Правозащитник Сергей Ковалев, председатель Российского историко-просветительского и правозащитного общества «Мемориал», президент автономной некоммерческой организации «Институт прав человека» в эксклюзивном интервью newcaucasus.com рассказывает о том, кого можно считать политзаключенным, как становятся судьями и каково быть уполномоченным по правам человека.

– Расскажите о своих впечатлениях от встречи с омбудсменом Грузии Георгием Тугуши.

– Он мне понравился. Это была не очень долгая встреча. Мы с ним беседовали не только о деле Вахания, но и о том, как вообще обстоит дело с правосудием в Грузии. Я не читал и не мог читать его докладов, на которые он ссылался, но, я надеюсь, что он не говорил неправду. У нас не было никаких разногласий. Он говорил так: «Что я могу сделать? Я пишу то, в чем я уверен. Некоторые, не самые главные мои замечания учитываются властью. Я знаю, что по ним иногда принимаются справедливые решения в должном направлении. Я никогда не слышал критики со стороны властей по поводу моих докладов, более того, даже какие-то намеки на такую критику пресекались.
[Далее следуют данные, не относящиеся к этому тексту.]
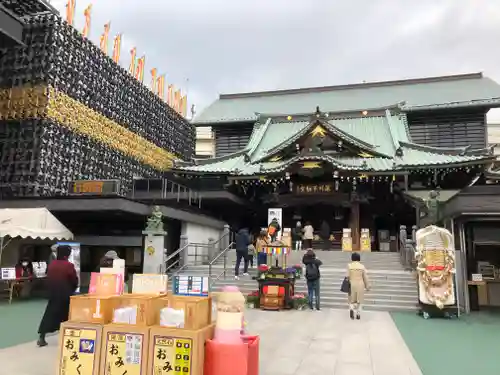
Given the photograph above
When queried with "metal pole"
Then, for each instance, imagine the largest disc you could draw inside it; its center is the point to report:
(1, 248)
Но чаще всего власть просто игнорирует то, что написано в моем докладе. Вот и все». Я думаю, так сказать, что это очень практичная линия поведения власти. Именно потому, что нет обязанности. Природа этой службы омбудсмена основана на моральном авторитете. Это воспитываемые вещи. Но грузинский государственный аппарат пользуется тем, что эта служба не может приказать.

– В Грузии посещать тюрьмы могут только люди из аппарата омбудсмена.

– Другой общественной комиссии нет?

– Раньше была, сейчас нет. Но, насколько мне известно, ведутся разговоры о том, чтобы вернуть эту практику.

– В России есть такие комиссии. Но, к сожалению, Валентин Гефтер (который принимал участие в разработке законопроектов в сфере общественного контроля за соблюдением прав человека в местах принудительного содержания под стражей – прим. авт.) несколько преувеличивает ее возможности. Потому что закон об общественных наблюдательных комиссиях довольно плохой. Изначально он неплохо был придуман. Потом он портился, портился и та сторона, которая настаивала на этом законе, была вынуждена с одним соглашаться, с другим и так далее. Но и это бы ничего, он все равно бы мог оказаться вполне действенным. А дальше эти комиссии стали насыщать бывшими прокурорскими работниками и другими удобными для власти людьми.И это решило возможности этих комиссий.

– Сформулируйте, пожалуйста, статус политзаключенного. Кто есть политзаключенный?

– Я не хочу сейчас вспоминать и придумывать формулы, я хочу сказать несколько реплик, имеющих существенное значение. Давайте начнем с того, что политический заключенный – это человек, в судебном деле которого отчетливо виден политический интерес власти. Не его, а власти. Это человек, который подвергнут неправосудной санкции суда по политическим мотивам действующей власти. Это может выражаться в том, что совершенно ни в чем не виновный человек сел. Может выражаться в том, что человек, совершивший правонарушение, получил санкцию несоразмерно большую, чем вообще практикуется для данного вида нарушений. Это может выражаться в том, что его дело вообще не было исследовано. Например, обоснованные ходатайства защиты были отвергнуты без всякого основания. Это может выражаться в самых разнообразных нарушениях установленной законом процедуры. К сожалению, вы никогда не получите прямых доказательств заказного дела. Но, если есть веские доказательства серьезных и сознательных процессуальных нарушений, то, как правило, этого достаточно, чтобы довольно уверенно предполагать политические мотивы в судебном решении. Если есть уверенность в том, что суд достаточно ясно уведомлен об аргументах защиты и, тем не менее, их отвергает, то здесь имеет место некая заинтересованность суда. В чем может состоять некая заинтересованность суда? Это либо заказное дело, когда власть оказывает давление, либо речь о коррупции. Что, к сожалению, у нас тоже довольно часто бывает, теперь. На самом деле, это очень близкие вещи: зависимый от власти суд – это, как правило, суд еще и коррумпированный. Это очень легко понять, психологически это ясно. Судья, который готов уступить давлению сверху, он всегда открыт для взятки. Для аккуратной взятки, так сказать. И власть, по отношению к такому суду достаточно милосердна, как легко догадаться.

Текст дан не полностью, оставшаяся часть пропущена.